第18話 開戦決議


 フェルディナント公国の宰相、ヘルムート=シュレーダーが帰還した頃、ボートガンプ陣営は既に出兵計画を整え、出撃を待つばかりとなっていた。

 対するヴィルヘルミネ陣営は新兵の基礎訓練を終えて、何とか戦線へ投入できる――というところだ。

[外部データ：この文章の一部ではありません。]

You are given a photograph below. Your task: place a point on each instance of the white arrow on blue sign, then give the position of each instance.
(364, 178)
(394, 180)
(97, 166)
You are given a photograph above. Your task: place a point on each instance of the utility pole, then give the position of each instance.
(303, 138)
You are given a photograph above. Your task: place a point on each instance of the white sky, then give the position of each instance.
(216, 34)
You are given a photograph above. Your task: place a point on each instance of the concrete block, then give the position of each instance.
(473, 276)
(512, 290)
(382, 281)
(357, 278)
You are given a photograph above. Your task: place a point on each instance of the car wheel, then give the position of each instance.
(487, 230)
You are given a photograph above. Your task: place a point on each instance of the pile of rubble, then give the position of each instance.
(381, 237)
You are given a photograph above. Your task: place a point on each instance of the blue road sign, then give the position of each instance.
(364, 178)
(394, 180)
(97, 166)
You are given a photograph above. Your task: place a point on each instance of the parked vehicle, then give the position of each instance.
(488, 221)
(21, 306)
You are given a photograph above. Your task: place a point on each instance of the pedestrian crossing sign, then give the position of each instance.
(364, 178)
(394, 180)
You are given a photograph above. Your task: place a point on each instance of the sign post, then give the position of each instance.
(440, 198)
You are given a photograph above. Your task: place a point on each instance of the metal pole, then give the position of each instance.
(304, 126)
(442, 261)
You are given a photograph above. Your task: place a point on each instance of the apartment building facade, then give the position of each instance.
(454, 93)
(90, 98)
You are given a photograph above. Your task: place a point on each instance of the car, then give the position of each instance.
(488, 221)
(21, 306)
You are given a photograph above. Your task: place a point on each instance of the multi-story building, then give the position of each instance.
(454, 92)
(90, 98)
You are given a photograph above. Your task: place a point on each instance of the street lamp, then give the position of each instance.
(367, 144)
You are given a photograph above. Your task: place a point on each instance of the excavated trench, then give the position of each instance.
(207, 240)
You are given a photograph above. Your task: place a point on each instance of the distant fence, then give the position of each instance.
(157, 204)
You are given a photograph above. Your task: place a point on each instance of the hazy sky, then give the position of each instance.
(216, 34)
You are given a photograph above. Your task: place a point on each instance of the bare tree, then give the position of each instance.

 しかしヴィルヘルミネの下へ新兵として応募してきた数は、実に二千人。これは公都の人口における二パーセントにあたり、これが志願してきたのだから驚異的な数であった。

 その全てが「ヴィルヘルミネ様の為に!」と叫んでいたというから、彼女の人気はすさまじいものがある。


 この頃の戦い方は、隣の味方が撃たれて死んでも、なお前進を続けるという苛烈なものだ。軍人になるという時点で、彼等はヴィルヘルミネの為に死ぬ覚悟が出来ている。

 そもそもこの時代、兵力の確保は徴兵が主で、およそ騙すように連れてくることもあり、平民が自ら志願するなど、滅多にあることではないのだ。


 現在、唯一の例外はランス王国の自警団、民兵が、志願制で兵を募ってる。彼等の強さをエルウィンは肌で感じ知っているから、ますますこの戦い、ヴィルヘルミネの勝利を確信するのだった。


 こうして熟した戦機により、ついにヴィルヘルミネは黒髪の宰相に会議室へ呼ばれた。

 この会議には三人に増えた閣僚と、軍事指揮官であるトリスタン、エルウィンの二名が参加している。

 ヴィルヘルミネの好意によりオマケで席を与えられたゾフィは閣僚達に交じり、「ヒェェェェ」と震えていた。


 そんな中、相変わらず一段高い階の上にある椅子に座り、ヴィルヘルミネは紅玉の瞳で臣下達を睥睨する。全員がイケメンと美少女だから、彼女はたいそう満足しているのだった。

 むろん赤毛の令嬢は、この会議が開戦を決定付けるものだなどと、露程も思っていないのだが……。

 

 ■■■■


「お嬢――まずはボートガンプ侯爵から送られてきた書簡を見てくれ」


 会議の口火を切ったのは灰色髪の医師、内務大臣のラインハルト=ハドラーだ。彼はヴィルヘルミネの父を医師として治療し、同時に内務大臣として国政を取り仕切っている。この激務によって伸びた無精髭が、またワイルドだった。


「……んむ」


 イケメンいいな……などと呑気にハドラーを見つめ、書簡を受け取るヴィルヘルミネ。しかし内容を読み理解した瞬間、彼女は頭の中が真っ白になる程のショックを受けた。


 ――え……降伏しろってなんじゃ? さもなくば――せ、戦争? 余を……処刑するじゃと?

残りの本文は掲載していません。